Mais ce n’est pas tout. Comme cette espérance de vie augmente chaque année, dans 10 ans, les hommes auront gagné deux ans de plus et les femmes, un an et demi. Et comme elle varie aussi en fonction du milieu socioéconomique, les gens plus favorisés, soit par leurs revenus, leur mode de vie ou leur éducation, par exemple des lecteurs de La Presse+, pourraient probablement ajouter trois ans à ces données moyennes. Cela signifie que, pour un grand nombre de Québécois, vivre jusqu’à 90 ans sera la norme.

Qu’est-ce que ça implique ? Les conséquences sont lourdes sur le plan des finances personnelles, parce que bien des gens devront se demander s’ils auront assez d’argent jusqu’à la fin. Mais une foule d’autres questions se posent quand l’horizon temporel se transforme aussi radicalement.

Quand on a littéralement des décennies devant soi, on n’aborde pas de la même façon le choix de l’âge de la retraite ou la décision de refaire sa vie avec un nouveau ou une nouvelle partenaire.

Cela change aussi les rapports que l’on peut avoir avec la santé, surtout pour une génération comme celle du baby-boom, obsédée par la jeunesse. Il ne suffit pas de savoir si l’on vivra plus longtemps, mais dans quel état on vivra ces dernières années. En termes de qualité de vie, l’important, c’est l’espérance de vie en bonne santé. On ne la prolongera pas seulement en dépensant plus d’argent quand il sera trop tard, quand les maladies chroniques auront pris le dessus, mais en travaillant à maintenir un bon état de santé. Cela a de fortes implications sur les habitudes et le mode de vie, mais aussi sur les priorités en santé, où l’on a négligé la promotion et la prévention.
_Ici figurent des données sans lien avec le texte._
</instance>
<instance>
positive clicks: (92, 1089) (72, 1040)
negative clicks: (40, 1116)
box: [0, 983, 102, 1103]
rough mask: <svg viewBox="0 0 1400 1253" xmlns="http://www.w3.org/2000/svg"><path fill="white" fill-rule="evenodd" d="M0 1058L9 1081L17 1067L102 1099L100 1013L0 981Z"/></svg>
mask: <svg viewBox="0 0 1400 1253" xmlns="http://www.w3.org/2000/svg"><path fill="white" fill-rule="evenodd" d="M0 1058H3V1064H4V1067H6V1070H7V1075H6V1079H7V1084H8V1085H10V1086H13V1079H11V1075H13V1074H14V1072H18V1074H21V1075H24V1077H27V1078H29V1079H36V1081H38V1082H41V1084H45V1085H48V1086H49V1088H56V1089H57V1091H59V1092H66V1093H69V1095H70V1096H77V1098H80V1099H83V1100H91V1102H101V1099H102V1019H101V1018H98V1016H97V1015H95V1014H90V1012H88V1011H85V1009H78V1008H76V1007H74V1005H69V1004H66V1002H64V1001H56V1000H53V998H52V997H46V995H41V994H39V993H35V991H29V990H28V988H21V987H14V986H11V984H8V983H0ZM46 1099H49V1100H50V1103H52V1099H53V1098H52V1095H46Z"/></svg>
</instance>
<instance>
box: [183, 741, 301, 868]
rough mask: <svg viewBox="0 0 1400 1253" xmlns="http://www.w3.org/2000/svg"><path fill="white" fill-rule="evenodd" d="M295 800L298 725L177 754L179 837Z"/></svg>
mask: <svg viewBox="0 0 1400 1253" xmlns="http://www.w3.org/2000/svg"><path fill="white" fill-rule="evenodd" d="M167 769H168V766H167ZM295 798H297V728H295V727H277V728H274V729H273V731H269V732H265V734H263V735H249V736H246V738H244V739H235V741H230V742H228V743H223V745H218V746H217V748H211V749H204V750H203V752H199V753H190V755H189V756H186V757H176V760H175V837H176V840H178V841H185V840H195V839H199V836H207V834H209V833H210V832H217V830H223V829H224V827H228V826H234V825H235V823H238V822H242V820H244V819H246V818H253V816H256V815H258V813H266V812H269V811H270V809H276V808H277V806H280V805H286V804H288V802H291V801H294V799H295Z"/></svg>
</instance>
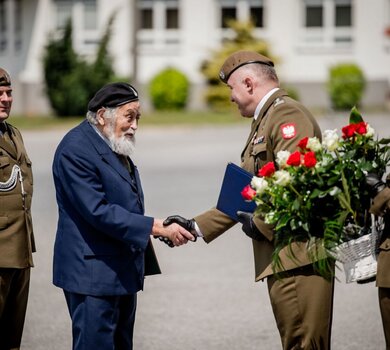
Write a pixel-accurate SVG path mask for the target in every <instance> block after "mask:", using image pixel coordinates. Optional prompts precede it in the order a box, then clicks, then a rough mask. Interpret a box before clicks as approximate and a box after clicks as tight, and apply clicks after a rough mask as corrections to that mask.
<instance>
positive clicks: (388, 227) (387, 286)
mask: <svg viewBox="0 0 390 350" xmlns="http://www.w3.org/2000/svg"><path fill="white" fill-rule="evenodd" d="M368 184H369V185H370V186H371V187H372V189H373V195H375V198H374V199H373V203H372V206H371V209H370V211H371V213H373V214H375V215H378V216H383V217H384V220H385V227H384V231H383V233H382V237H381V241H380V246H379V255H378V267H377V269H378V271H377V274H376V285H377V287H378V297H379V307H380V310H381V316H382V323H383V331H384V334H385V340H386V349H390V274H389V267H390V174H388V175H387V181H386V184H385V183H384V182H383V181H382V180H381V179H380V178H379V177H378V176H377V175H375V174H369V175H368Z"/></svg>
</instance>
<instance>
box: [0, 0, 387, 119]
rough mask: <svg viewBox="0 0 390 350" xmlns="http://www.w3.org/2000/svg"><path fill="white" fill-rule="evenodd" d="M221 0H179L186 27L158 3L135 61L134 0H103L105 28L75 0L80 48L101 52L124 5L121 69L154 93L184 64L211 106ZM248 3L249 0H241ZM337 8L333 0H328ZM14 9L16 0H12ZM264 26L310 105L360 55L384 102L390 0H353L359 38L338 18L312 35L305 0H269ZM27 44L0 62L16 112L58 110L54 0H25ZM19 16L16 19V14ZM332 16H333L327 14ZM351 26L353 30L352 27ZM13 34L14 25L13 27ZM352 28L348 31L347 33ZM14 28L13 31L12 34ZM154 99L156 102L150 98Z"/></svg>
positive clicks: (327, 99) (289, 78)
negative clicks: (82, 15)
mask: <svg viewBox="0 0 390 350" xmlns="http://www.w3.org/2000/svg"><path fill="white" fill-rule="evenodd" d="M219 1H220V0H202V1H199V0H179V11H180V22H179V23H180V27H179V29H178V30H165V29H164V16H163V14H164V12H163V11H164V6H165V5H164V4H165V2H164V1H159V2H157V4H156V6H155V10H156V11H155V14H154V20H155V28H156V29H154V30H141V31H140V32H139V34H138V38H139V41H138V42H139V44H138V49H137V52H138V60H137V65H136V66H134V62H133V51H132V50H133V43H134V38H133V33H132V28H133V26H132V23H133V22H132V21H133V18H134V13H133V10H134V6H133V5H134V4H133V3H132V2H131V1H128V0H110V1H105V0H97V11H98V12H97V28H96V30H89V31H86V30H84V29H83V22H82V2H81V1H80V0H76V1H74V7H73V9H72V18H73V25H74V45H75V49H76V50H77V51H78V52H79V53H80V54H82V55H84V56H85V57H87V58H88V57H92V56H93V55H94V52H95V50H94V48H95V47H96V46H94V45H85V44H84V42H85V41H89V42H90V43H93V42H97V41H98V40H99V38H100V36H101V35H102V33H103V32H104V30H105V27H106V24H107V21H108V19H109V17H110V16H111V14H112V13H113V12H114V11H116V19H115V22H114V27H113V35H112V40H111V43H110V51H111V53H112V56H113V57H114V68H115V70H116V73H117V74H118V75H119V76H123V77H130V76H133V75H134V74H133V69H134V67H136V71H137V74H136V77H137V81H138V84H139V87H140V89H141V90H142V91H143V92H144V97H146V96H147V85H148V83H149V81H150V80H151V79H152V77H153V76H154V75H155V74H157V73H158V72H159V71H160V70H162V69H164V68H166V67H172V66H173V67H175V68H177V69H180V70H181V71H183V72H184V73H185V74H186V75H187V76H188V77H189V79H190V81H191V82H192V84H193V87H192V90H191V91H192V100H191V103H190V107H191V108H196V109H199V108H203V107H204V105H203V100H202V88H203V84H204V80H203V77H202V75H201V74H200V72H199V69H200V65H201V63H202V61H203V60H204V59H206V58H208V57H209V55H210V54H211V52H212V51H213V50H217V49H218V48H219V47H220V44H221V38H222V37H223V35H224V34H225V33H226V30H223V29H221V28H220V23H219V21H220V8H219V4H220V2H219ZM237 1H238V3H239V5H238V6H239V7H240V9H241V10H240V16H242V13H243V11H242V9H245V6H247V1H246V0H237ZM323 2H324V3H325V4H326V7H327V9H328V10H330V11H332V3H333V0H323ZM6 3H7V6H8V8H9V9H11V10H12V7H13V5H12V3H13V0H6ZM263 3H264V22H265V26H264V28H260V29H256V30H255V34H256V35H257V36H258V37H260V38H262V39H265V40H267V41H268V42H269V44H270V48H271V50H272V53H273V55H274V56H276V57H277V62H276V68H277V71H278V73H279V76H280V79H281V81H282V82H283V83H285V84H287V85H292V86H294V88H296V89H297V90H298V92H299V95H300V96H301V99H302V101H303V102H304V103H305V104H307V105H308V106H309V107H310V106H313V107H329V98H328V95H327V93H326V87H325V82H326V80H327V78H328V71H329V68H330V67H331V66H333V65H335V64H338V63H342V62H353V63H357V64H358V65H359V66H360V67H361V68H362V69H363V71H364V73H365V76H366V78H367V80H368V86H367V89H366V93H365V96H364V100H363V102H364V104H365V105H367V106H369V105H376V106H378V105H384V103H385V100H386V98H390V96H389V94H390V93H389V82H390V64H389V63H390V36H387V37H386V36H385V35H384V28H385V27H386V25H388V26H389V27H390V0H370V1H367V0H353V16H352V23H353V25H352V28H351V30H350V31H349V32H350V33H349V34H351V36H352V38H353V40H352V42H351V43H344V44H335V43H334V42H332V40H330V38H332V36H333V35H334V34H335V31H334V30H335V28H332V26H330V27H328V28H326V27H325V29H323V30H321V31H317V32H315V31H314V32H313V33H314V34H313V35H314V36H318V37H320V38H323V39H324V40H323V41H322V42H318V41H317V42H311V43H310V42H309V39H310V36H309V33H308V30H307V28H305V27H304V25H303V23H304V16H303V14H304V11H303V10H304V0H289V1H286V0H272V1H271V0H264V2H263ZM22 4H23V46H22V48H21V50H20V51H18V52H15V50H9V51H7V52H0V66H2V67H5V68H7V69H8V70H9V71H10V73H11V75H12V77H13V81H14V85H15V89H14V90H15V103H14V107H13V112H14V113H17V114H21V113H24V114H28V115H30V114H31V115H32V114H45V113H50V107H49V105H48V103H47V100H46V99H45V95H44V87H43V74H42V64H41V58H42V55H43V52H44V46H45V44H46V42H47V39H48V36H49V35H50V34H53V33H54V29H55V26H56V11H55V1H54V0H22ZM11 21H12V20H11ZM325 21H329V17H328V19H326V20H325ZM347 32H348V30H347ZM11 34H12V33H11ZM347 34H348V33H347ZM11 36H12V35H11ZM146 105H147V106H148V103H146Z"/></svg>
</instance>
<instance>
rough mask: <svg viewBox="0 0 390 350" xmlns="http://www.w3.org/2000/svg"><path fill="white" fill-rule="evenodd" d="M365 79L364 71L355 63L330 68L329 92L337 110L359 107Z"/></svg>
mask: <svg viewBox="0 0 390 350" xmlns="http://www.w3.org/2000/svg"><path fill="white" fill-rule="evenodd" d="M365 85H366V83H365V78H364V74H363V72H362V70H361V69H360V68H359V66H358V65H356V64H354V63H343V64H338V65H335V66H333V67H331V68H330V70H329V81H328V92H329V95H330V98H331V102H332V106H333V107H334V108H335V109H351V108H352V107H353V106H359V104H360V102H361V99H362V96H363V92H364V88H365Z"/></svg>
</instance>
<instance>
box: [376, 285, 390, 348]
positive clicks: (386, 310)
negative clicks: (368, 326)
mask: <svg viewBox="0 0 390 350" xmlns="http://www.w3.org/2000/svg"><path fill="white" fill-rule="evenodd" d="M378 295H379V307H380V310H381V316H382V324H383V331H384V333H385V340H386V349H387V350H390V288H381V287H379V288H378Z"/></svg>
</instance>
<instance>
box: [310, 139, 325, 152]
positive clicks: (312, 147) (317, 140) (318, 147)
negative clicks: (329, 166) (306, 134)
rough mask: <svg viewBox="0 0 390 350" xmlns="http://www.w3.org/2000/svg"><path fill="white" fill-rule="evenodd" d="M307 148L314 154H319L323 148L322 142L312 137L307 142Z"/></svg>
mask: <svg viewBox="0 0 390 350" xmlns="http://www.w3.org/2000/svg"><path fill="white" fill-rule="evenodd" d="M306 147H307V148H308V149H310V150H311V151H313V152H318V151H319V150H320V149H321V148H322V146H321V142H320V140H319V139H318V138H317V137H310V138H309V139H308V140H307V145H306Z"/></svg>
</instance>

On sait déjà que les besoins seront énormes en hébergement et en soins de longue durée, quoi qu’on fasse trop peu pour s’y préparer. Mais avec la transformation du paysage démographique, c’est l’organisation de la vie collective qui devra se transformer-transports en commun, logement, lieux publics. Et ça arrivera presque demain.

J’évoque, en vrac, des pistes sur lesquelles les spécialistes planchent déjà. Mais ce sont des changements majeurs, urgents, qui ne sont pas encore sur notre écran radar.